Edgar Allan Poe
Bram Stoker
Howard Phillips Lovecraft
Clive Barker
This book reads like a love letter to the fiction created by these three men. And yet, it carries the stamp I've come to expect of Dorman's writing. Hiding under the surface of the lyrical prose are the horrors of war and destruction man visits upon himself. The commentary regarding man's war against himself is timely.
Henry Collingsworth buys a house, believing it to contain the heart of his Beloved. We are left as readers to question whether he's looking for her literal heart or something less sinister. The gothic house he'd come to search is unique. He searches every level for clues, finding nothing.
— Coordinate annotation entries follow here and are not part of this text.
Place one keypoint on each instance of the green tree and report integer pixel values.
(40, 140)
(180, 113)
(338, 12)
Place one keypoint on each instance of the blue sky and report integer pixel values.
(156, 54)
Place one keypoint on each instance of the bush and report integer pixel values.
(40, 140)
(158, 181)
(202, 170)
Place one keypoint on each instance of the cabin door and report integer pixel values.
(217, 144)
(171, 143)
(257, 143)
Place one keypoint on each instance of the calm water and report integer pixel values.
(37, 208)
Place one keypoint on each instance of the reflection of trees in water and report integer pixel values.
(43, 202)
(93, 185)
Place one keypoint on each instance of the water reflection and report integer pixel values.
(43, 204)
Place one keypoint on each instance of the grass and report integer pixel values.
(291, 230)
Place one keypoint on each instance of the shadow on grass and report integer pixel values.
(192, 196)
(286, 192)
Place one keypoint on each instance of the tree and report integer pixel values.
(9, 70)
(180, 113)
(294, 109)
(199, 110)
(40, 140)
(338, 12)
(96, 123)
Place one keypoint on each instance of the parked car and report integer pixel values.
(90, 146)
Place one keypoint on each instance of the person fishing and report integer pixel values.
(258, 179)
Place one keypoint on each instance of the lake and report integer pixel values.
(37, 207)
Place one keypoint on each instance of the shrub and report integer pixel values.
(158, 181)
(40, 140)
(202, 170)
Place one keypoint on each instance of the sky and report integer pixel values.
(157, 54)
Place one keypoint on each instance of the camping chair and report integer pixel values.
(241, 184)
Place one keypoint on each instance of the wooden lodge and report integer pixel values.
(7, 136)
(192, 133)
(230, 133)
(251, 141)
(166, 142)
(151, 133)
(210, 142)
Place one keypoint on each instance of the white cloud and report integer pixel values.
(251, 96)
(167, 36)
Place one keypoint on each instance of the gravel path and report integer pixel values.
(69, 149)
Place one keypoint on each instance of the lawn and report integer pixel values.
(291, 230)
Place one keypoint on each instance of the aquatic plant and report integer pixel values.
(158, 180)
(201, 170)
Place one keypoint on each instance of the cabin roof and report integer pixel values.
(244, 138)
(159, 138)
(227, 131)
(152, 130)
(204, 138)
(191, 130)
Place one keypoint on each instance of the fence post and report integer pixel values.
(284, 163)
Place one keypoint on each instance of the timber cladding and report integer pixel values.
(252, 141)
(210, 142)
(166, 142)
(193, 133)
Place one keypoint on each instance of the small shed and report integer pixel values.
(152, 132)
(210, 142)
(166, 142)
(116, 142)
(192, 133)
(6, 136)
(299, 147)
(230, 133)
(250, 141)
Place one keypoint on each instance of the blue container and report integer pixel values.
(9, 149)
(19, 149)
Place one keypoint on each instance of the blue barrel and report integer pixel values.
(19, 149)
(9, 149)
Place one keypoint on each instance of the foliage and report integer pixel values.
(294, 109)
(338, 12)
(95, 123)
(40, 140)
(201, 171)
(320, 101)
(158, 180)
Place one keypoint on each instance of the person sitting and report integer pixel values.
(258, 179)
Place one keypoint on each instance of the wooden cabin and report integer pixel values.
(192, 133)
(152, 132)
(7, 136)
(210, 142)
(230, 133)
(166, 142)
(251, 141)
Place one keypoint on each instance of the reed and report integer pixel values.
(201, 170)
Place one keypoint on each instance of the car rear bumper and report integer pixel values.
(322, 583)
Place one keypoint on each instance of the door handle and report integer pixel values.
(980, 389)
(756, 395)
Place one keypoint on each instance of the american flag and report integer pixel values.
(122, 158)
It's not until he gets to the basement that he discovers the house's true secrets.
What follows is a harrowing journey that will winnow Hollingsworth down to his essential being and bring him to the brink of madness.
Dorman uses the epistolary form masterfully, bringing us into Hollingsworth's mind. We ask ourselves if what he's seeing is real or imagined. Is the maddening maze he finds truly part of our universe or some other? In the end, does he find his Beloved?
The tension, the beautiful prose, the level of detail in describing the rooms and worlds Hollingsworth encounters all make for a rich and truly disturbing tapestry. This is a departure from Dorman's usual oeuvre, but he pulls it off and I want to see him take more risks like this.